Cell screening assay for identifying inhibitors of eosinophil proliferation
Version of Record online: 4 FEB 2011
© 2011 Wiley-Liss, Inc.
Drug Development Research
Volume 72, Issue 4, pages 353–360, June 2011
How to Cite
Kempe-Dustin, J. J., Aboul-Fadl, T., Christensen, C., Palais, R., Parsawar, K., Gleich, G. J. and Wagner, L. A. (2011), Cell screening assay for identifying inhibitors of eosinophil proliferation. Drug Dev. Res., 72: 353–360. doi: 10.1002/ddr.20438
- Issue online: 20 JUN 2011
- Version of Record online: 4 FEB 2011
- Manuscript Accepted: 27 DEC 2010
- Manuscript Received: 18 JUN 2010
- University of Utah Foundation
- University of Utah Biology Undergraduate Research Program
The purpose of this study was to develop a cell-based screening assay for identification of small molecules for the treatment of asthma. Eosinophils are leukocytes that contribute to the pathology of asthma. Lidocaine inhibits interleukin-5 (IL-5)-mediated survival and activation of human eosinophils, and it is able to replace inhaled glucocorticoids for the treatment of asthma; however, lidocaine has many side effects, including anesthesia. Therefore, a collection of commercial and novel, synthesized lidocaine analogues were investigated for inhibitory activity of the IL-5-stimulated proliferation of TF-1 cells, a CD34+, cytokine-dependent, erythroleukemic cell line model for eosinophil growth.
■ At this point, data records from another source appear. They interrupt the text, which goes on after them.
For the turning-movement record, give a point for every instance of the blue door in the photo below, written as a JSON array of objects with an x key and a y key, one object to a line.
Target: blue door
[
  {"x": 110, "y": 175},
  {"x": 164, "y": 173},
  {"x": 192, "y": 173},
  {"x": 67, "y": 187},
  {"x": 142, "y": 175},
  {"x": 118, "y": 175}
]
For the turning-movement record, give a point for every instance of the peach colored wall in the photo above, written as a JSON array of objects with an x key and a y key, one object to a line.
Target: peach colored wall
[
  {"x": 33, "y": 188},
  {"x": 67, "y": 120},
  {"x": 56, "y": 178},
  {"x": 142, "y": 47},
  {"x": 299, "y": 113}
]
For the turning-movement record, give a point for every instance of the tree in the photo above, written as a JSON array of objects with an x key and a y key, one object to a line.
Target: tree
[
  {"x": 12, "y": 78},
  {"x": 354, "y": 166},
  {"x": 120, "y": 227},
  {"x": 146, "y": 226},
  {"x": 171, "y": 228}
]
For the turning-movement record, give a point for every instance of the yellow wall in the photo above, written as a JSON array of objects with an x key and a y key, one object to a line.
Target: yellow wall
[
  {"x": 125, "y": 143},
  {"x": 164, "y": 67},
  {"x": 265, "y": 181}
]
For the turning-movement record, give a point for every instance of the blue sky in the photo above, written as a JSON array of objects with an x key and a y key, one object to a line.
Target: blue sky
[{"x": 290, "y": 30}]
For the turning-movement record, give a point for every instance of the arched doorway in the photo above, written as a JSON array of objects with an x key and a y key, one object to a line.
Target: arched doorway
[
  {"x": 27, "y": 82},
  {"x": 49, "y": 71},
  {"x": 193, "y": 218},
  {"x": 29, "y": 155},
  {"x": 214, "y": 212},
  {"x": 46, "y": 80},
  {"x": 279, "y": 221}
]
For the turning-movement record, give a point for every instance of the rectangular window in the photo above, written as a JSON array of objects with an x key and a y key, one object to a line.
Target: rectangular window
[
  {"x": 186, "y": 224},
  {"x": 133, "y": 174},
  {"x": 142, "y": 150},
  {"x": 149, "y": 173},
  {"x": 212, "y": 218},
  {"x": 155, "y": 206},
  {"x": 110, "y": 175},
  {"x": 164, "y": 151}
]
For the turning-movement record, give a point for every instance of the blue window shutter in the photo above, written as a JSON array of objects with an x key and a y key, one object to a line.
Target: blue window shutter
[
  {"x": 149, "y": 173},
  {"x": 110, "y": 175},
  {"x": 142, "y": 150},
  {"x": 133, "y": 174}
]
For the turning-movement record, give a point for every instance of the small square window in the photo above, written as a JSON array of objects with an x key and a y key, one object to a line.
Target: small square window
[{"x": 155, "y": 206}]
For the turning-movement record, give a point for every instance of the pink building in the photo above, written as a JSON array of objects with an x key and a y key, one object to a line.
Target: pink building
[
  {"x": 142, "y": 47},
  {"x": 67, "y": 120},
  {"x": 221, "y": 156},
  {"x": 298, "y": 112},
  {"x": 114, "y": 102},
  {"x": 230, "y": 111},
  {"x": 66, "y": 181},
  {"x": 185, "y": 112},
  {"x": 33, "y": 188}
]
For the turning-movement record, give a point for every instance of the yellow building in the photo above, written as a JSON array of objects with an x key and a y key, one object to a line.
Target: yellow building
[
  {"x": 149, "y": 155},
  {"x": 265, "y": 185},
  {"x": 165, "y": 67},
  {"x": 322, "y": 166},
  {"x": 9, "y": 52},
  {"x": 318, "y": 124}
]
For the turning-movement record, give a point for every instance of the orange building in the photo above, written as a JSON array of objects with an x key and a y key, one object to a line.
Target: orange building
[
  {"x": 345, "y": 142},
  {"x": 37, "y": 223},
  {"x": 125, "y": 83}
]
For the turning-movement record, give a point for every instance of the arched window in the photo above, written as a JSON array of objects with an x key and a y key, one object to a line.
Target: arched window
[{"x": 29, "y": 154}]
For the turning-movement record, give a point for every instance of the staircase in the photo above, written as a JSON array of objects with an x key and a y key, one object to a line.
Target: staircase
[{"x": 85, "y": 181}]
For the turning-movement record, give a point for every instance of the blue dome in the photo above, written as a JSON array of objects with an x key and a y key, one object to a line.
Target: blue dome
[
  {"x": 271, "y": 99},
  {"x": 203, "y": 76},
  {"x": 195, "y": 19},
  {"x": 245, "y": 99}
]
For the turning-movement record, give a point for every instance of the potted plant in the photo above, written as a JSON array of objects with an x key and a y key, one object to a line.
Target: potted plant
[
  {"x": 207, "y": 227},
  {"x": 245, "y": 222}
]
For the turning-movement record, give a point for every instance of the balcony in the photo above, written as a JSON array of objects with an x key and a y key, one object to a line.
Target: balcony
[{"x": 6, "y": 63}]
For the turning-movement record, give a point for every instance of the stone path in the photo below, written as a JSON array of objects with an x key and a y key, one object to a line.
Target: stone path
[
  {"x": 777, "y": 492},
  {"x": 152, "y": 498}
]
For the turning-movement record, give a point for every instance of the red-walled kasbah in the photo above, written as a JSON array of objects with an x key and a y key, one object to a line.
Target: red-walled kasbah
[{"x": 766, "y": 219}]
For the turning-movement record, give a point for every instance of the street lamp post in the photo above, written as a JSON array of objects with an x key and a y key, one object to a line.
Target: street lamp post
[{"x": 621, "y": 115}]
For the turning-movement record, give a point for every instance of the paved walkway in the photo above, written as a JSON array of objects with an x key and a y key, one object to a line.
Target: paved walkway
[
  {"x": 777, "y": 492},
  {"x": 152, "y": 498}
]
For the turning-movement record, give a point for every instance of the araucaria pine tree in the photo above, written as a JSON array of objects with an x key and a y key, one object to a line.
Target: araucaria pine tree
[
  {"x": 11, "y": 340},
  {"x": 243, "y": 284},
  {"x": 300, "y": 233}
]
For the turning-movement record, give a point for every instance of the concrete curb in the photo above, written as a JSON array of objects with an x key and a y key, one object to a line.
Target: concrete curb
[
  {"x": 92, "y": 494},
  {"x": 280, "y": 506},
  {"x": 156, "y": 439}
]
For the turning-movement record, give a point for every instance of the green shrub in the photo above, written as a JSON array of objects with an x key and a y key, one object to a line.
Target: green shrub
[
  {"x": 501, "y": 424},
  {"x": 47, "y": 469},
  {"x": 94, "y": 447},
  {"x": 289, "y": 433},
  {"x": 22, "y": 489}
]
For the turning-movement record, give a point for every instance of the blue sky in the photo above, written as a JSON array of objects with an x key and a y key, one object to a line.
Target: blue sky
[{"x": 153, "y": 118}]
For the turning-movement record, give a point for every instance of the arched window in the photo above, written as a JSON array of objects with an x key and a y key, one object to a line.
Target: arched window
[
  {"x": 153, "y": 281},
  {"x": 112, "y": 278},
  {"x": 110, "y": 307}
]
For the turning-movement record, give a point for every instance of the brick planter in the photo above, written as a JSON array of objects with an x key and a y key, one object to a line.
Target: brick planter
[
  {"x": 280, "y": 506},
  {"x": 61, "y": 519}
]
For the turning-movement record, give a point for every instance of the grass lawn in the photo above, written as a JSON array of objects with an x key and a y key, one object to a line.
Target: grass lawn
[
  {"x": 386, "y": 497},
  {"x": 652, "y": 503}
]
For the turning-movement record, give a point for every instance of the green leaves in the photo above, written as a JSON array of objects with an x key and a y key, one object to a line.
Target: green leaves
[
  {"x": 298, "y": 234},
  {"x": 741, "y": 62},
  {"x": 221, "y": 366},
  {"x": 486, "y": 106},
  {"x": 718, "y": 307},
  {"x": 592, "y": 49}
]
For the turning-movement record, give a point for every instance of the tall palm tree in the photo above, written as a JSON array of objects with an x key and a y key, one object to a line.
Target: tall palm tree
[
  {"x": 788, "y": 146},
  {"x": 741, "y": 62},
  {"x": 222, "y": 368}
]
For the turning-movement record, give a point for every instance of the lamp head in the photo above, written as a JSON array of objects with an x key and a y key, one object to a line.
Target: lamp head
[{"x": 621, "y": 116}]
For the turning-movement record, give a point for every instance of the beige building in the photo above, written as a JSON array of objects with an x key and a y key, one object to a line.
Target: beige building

Among 74 investigated compounds, 10 were more potent inhibitors of cell proliferation than lidocaine (average IC50 = 223 µM), with IC50 values ranging within 1–119 µM. This cell-based assay is an effective method for screening chemical compounds and has revealed promising lead compounds for the treatment of asthma. Drug Dev Res 72: 353–360, 2011. © 2011 Wiley-Liss, Inc.